CHARLESTON, S.C. (WCBD)- New data from the Centers for Disease Control shows South Carolina ranked second to last in vaccine roll-out. State health leaders say they are working twice as hard to overcome that hurdle.
They say demand is at an all-time high; especially since adding individuals seventy and older to the 1-A list. Dr. Danielle Scheurer from the Medical University of South Carolina says they are fighting a two-pronged battle.
“There are two constraints. One is how much vaccine do we have and the second is how many team members do we have to do the vaccinations,” says Dr.
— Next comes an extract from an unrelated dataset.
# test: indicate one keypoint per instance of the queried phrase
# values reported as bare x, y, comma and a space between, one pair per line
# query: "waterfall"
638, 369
Sheurer.
According to Dr. Scheurer, MUSC is vaccinating about 3,000 to 4,000 people each day.
“Our goal is to get to 10,000 vaccines a day assuming vaccine supply allows for that,” she says.
According to the CDC, South Carolina has administered approximately 6,700 doses of the vaccine per 100,000 residents. In comparison, Alaska has administered about 20,000 doses of the vaccine per 100,000 residents.
The Department of Health and Environmental Control says they are working with the CDC to ensure their data is correct.
“We are in communication with the CDC and Operation Warp Speed to verify that data so we can better understand what is happening and what is going on,” says Dr. Brennan Traxler, interim director of Public Health.
Rumors have been circulating as South Carolinians speculate what has been holding up the vaccine distribution. Dr. Traxler clarified that the state is using nearly 100% of the Federally allocated vials.
“We are not seeing any significant numbers of doses being discarded or wasted,” she says.
To help speed up the process, Governor Henry McMaster called on South Carolina hospitals to reduce the amount of elective procedures.
In the meantime, Dr. Traxler says that anyone waiting for the vaccine should do what they can to keep those hospital beds open.
“It’s going to depend on everyone’s behavior in South Carolina. We really need everybody — this is a critical time and we really need everyone to double down on their efforts,” she says.
DHEC officials say the state is moving towards Phase 1-B; which would allow vaccinations for school employees and other first responders.